I attended the 5th Model driven architecture and agile forum in Milano on September 30th.
Here are a few take away messages I got:
Richard Soley (Chairman and CEO of OMG):
- If IT departments of large enterprises don’t change, they are doomed to end up cleaning the floor and changing light bulbs. Entire IT division role need to be reinvented. Basically CIO role shall become_ to automate the business processes throughout the company, and even better: to optimize the processes, more than just automate (otherwise: risk of commoditization).
- Business Ecology Initiative: Green economy also means no redundant or inefficient processes. This and other communities of practice like: BPM/SOA, Green CIO, CyberSecurity, … are part of the current OMG strategy for sharing and exploiting experiences between companies.
- Models are going mainstream in the near future: “By 2013 graphical models in software will be used in more than 80% of new compositions” [Gartner]. And the purpose of standards is not to drive industry to a unique notation, but to make adaptation easier.
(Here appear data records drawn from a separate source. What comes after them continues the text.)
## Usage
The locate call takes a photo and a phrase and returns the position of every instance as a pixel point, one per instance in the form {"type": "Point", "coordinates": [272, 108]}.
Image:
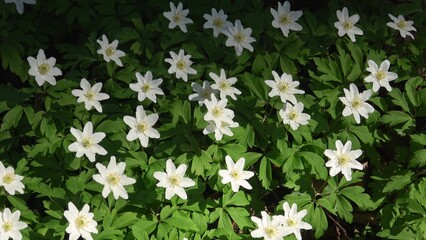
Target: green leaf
{"type": "Point", "coordinates": [357, 195]}
{"type": "Point", "coordinates": [418, 159]}
{"type": "Point", "coordinates": [241, 216]}
{"type": "Point", "coordinates": [265, 173]}
{"type": "Point", "coordinates": [12, 117]}
{"type": "Point", "coordinates": [398, 182]}
{"type": "Point", "coordinates": [125, 219]}
{"type": "Point", "coordinates": [238, 199]}
{"type": "Point", "coordinates": [184, 223]}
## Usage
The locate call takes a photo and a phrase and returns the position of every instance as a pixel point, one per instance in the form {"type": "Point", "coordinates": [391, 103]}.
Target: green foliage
{"type": "Point", "coordinates": [384, 200]}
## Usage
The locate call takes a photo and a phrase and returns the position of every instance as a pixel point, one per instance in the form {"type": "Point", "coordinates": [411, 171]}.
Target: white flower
{"type": "Point", "coordinates": [292, 220]}
{"type": "Point", "coordinates": [356, 103]}
{"type": "Point", "coordinates": [90, 95]}
{"type": "Point", "coordinates": [20, 4]}
{"type": "Point", "coordinates": [239, 37]}
{"type": "Point", "coordinates": [343, 159]}
{"type": "Point", "coordinates": [217, 21]}
{"type": "Point", "coordinates": [43, 69]}
{"type": "Point", "coordinates": [235, 174]}
{"type": "Point", "coordinates": [11, 181]}
{"type": "Point", "coordinates": [180, 64]}
{"type": "Point", "coordinates": [267, 228]}
{"type": "Point", "coordinates": [217, 111]}
{"type": "Point", "coordinates": [220, 130]}
{"type": "Point", "coordinates": [284, 87]}
{"type": "Point", "coordinates": [404, 27]}
{"type": "Point", "coordinates": [110, 51]}
{"type": "Point", "coordinates": [141, 126]}
{"type": "Point", "coordinates": [224, 85]}
{"type": "Point", "coordinates": [380, 77]}
{"type": "Point", "coordinates": [173, 180]}
{"type": "Point", "coordinates": [113, 179]}
{"type": "Point", "coordinates": [146, 87]}
{"type": "Point", "coordinates": [10, 225]}
{"type": "Point", "coordinates": [202, 92]}
{"type": "Point", "coordinates": [81, 223]}
{"type": "Point", "coordinates": [286, 19]}
{"type": "Point", "coordinates": [177, 17]}
{"type": "Point", "coordinates": [87, 142]}
{"type": "Point", "coordinates": [293, 115]}
{"type": "Point", "coordinates": [346, 24]}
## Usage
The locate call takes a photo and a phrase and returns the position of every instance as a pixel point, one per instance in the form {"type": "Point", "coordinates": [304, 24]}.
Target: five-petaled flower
{"type": "Point", "coordinates": [292, 220]}
{"type": "Point", "coordinates": [269, 229]}
{"type": "Point", "coordinates": [180, 64]}
{"type": "Point", "coordinates": [202, 92]}
{"type": "Point", "coordinates": [10, 181]}
{"type": "Point", "coordinates": [235, 174]}
{"type": "Point", "coordinates": [110, 51]}
{"type": "Point", "coordinates": [216, 21]}
{"type": "Point", "coordinates": [10, 226]}
{"type": "Point", "coordinates": [87, 142]}
{"type": "Point", "coordinates": [286, 19]}
{"type": "Point", "coordinates": [346, 24]}
{"type": "Point", "coordinates": [90, 95]}
{"type": "Point", "coordinates": [284, 87]}
{"type": "Point", "coordinates": [380, 77]}
{"type": "Point", "coordinates": [146, 87]}
{"type": "Point", "coordinates": [355, 103]}
{"type": "Point", "coordinates": [343, 159]}
{"type": "Point", "coordinates": [81, 223]}
{"type": "Point", "coordinates": [113, 179]}
{"type": "Point", "coordinates": [293, 115]}
{"type": "Point", "coordinates": [141, 126]}
{"type": "Point", "coordinates": [177, 17]}
{"type": "Point", "coordinates": [173, 180]}
{"type": "Point", "coordinates": [20, 4]}
{"type": "Point", "coordinates": [225, 85]}
{"type": "Point", "coordinates": [403, 26]}
{"type": "Point", "coordinates": [239, 37]}
{"type": "Point", "coordinates": [43, 69]}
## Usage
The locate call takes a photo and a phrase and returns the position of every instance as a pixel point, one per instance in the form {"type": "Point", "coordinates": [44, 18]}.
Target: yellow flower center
{"type": "Point", "coordinates": [181, 64]}
{"type": "Point", "coordinates": [271, 231]}
{"type": "Point", "coordinates": [177, 17]}
{"type": "Point", "coordinates": [347, 25]}
{"type": "Point", "coordinates": [291, 222]}
{"type": "Point", "coordinates": [343, 160]}
{"type": "Point", "coordinates": [7, 226]}
{"type": "Point", "coordinates": [81, 222]}
{"type": "Point", "coordinates": [87, 142]}
{"type": "Point", "coordinates": [217, 22]}
{"type": "Point", "coordinates": [380, 75]}
{"type": "Point", "coordinates": [44, 68]}
{"type": "Point", "coordinates": [292, 115]}
{"type": "Point", "coordinates": [285, 19]}
{"type": "Point", "coordinates": [8, 178]}
{"type": "Point", "coordinates": [146, 87]}
{"type": "Point", "coordinates": [142, 127]}
{"type": "Point", "coordinates": [357, 103]}
{"type": "Point", "coordinates": [224, 85]}
{"type": "Point", "coordinates": [205, 94]}
{"type": "Point", "coordinates": [235, 174]}
{"type": "Point", "coordinates": [175, 180]}
{"type": "Point", "coordinates": [239, 37]}
{"type": "Point", "coordinates": [217, 112]}
{"type": "Point", "coordinates": [401, 24]}
{"type": "Point", "coordinates": [109, 51]}
{"type": "Point", "coordinates": [90, 95]}
{"type": "Point", "coordinates": [283, 86]}
{"type": "Point", "coordinates": [113, 178]}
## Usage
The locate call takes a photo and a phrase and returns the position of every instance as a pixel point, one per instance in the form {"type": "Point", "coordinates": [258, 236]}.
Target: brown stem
{"type": "Point", "coordinates": [338, 226]}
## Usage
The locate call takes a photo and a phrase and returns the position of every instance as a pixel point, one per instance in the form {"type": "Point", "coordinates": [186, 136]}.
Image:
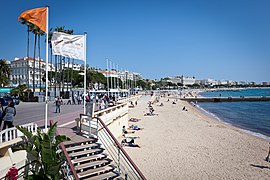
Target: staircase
{"type": "Point", "coordinates": [89, 160]}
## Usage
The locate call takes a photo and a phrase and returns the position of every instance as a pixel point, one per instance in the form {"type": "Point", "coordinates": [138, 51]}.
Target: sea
{"type": "Point", "coordinates": [251, 117]}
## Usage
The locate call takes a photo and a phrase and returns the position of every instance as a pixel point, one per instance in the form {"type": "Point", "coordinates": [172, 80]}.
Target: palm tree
{"type": "Point", "coordinates": [43, 150]}
{"type": "Point", "coordinates": [4, 73]}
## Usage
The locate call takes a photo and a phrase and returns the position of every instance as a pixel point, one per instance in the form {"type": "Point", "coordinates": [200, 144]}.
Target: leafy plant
{"type": "Point", "coordinates": [42, 150]}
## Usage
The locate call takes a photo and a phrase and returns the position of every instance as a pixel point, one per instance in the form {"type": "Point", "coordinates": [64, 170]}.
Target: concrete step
{"type": "Point", "coordinates": [88, 152]}
{"type": "Point", "coordinates": [96, 171]}
{"type": "Point", "coordinates": [88, 158]}
{"type": "Point", "coordinates": [108, 175]}
{"type": "Point", "coordinates": [82, 147]}
{"type": "Point", "coordinates": [81, 142]}
{"type": "Point", "coordinates": [92, 164]}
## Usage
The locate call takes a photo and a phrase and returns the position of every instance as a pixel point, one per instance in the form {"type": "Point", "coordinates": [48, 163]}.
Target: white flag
{"type": "Point", "coordinates": [67, 45]}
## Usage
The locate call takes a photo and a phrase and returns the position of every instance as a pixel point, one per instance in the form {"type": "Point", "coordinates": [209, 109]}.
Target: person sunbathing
{"type": "Point", "coordinates": [134, 120]}
{"type": "Point", "coordinates": [124, 131]}
{"type": "Point", "coordinates": [129, 142]}
{"type": "Point", "coordinates": [135, 127]}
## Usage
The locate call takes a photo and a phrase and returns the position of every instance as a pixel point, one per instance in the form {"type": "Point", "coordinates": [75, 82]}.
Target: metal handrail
{"type": "Point", "coordinates": [67, 156]}
{"type": "Point", "coordinates": [119, 147]}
Stephen White (the main editor of BPMN):
BPMN is not able to bridge the gap between IT and business per se. However, it can combine with other languages, such as SoaML to solve the issue. Btw, this is in line with what we are doing now with WebRatio BPM: we integrate BPMN with WebML (and all its design dimensions) to address the gap and grant quick design and implementation.
Allen Brown (with The Open Group):
TOGAF and MDA integration is crucial for making the first work and the second actually implemented in the enterprise. I see TOGAF as a rather heavyweight methodology (à-la ITIL).
Stephen Mellor (one of the fathers of MDA):
You can be agile while developing with model driven methods, despite the agile critiques to MDA: i.e., that models don’t run, can’t be tested, are used just for documentation, require extra work and alignment. The criticism comes from a different understanding of the Model concept:
- Models as sketches: you draw them and then throw them away
- Models as blueprints: aim at directing and planning the implementation, under the assumption that construction is more costly than design
- Executable models: they are not just models, they are intended as part of implementation and for verification. They are built under the assumption that construction is less costly than design.
Now with executable UML models (xtUML) you can describe your actions and perform them on the models.
Thus MDA and Agile can merge, thanks to model compilers and alternative techniques. Why does it happen now and not 20 years ago?
Claus Torp Jensen (with IBM):
The question is: what are we modeling? software systems or business solutions?
We need strategic synergies betweeen Business strategies, SOA, BPM, and EA. Each of them in isolation can produce incremental results only..
Architectural models and requirements must be contextual, collaborative, consumable (i.e., understandable) and connected in nature for being useful and integrated in the business strategy of the enterprise. How to get there?
Semantics of the EA plan is not the same of the one in the BPM tool. You need to understand where is your work located: at business level (BPM), at information system level (business dependent IT), or at technology level (business independent IT). Each of them has his own “tribe” of people and will have its own tools and models.
But remember that copying is evil, even at the enterprise planning level. You shall not copy, but only define and preserve links between the levels and the models.
The biggest difficulty for companies adopting BPM+SOA+EA is:
- dealing with people habits and resilience to change (Soley)
- accepting standards (White)
- who to ask for guidance and training, and tools availability; communication between users, business lines, and other stakeholders (Brown)
- definitely people (Mellor)
- impatience of getting to the results (Jensen)
Software integrators will not disappear, but will need to change their activities basically to BPM integrators.
UML 3.0 will be out in 1.5 years or so. Now the working group is building the first draft.
If you don’t have a success measure for your BPM/SOA project, you are at risk of failure. Some KPIs must be defined and obviously must benchmark the processes before and after the project. BPMM (Business Process Maturity Model) can be used for that too.
About SOA, people tend to focus on reuse as the main advantage. But this is not the only aspect.
About standards: as anybody knows, they are not complete enough to grant interoperability of models or diagrams. You may choose to buy all the best of breed tools and make the integration yourself, or you can buy an integrated toolsuite and make the seller integrate it in your business.Standards are only the common denominator of all the producers, they cannot cover all the cases and scenarios.
Attendees to the event mainly included people from banking, software integration, (BPM and MDD) software producers, and consulting companies.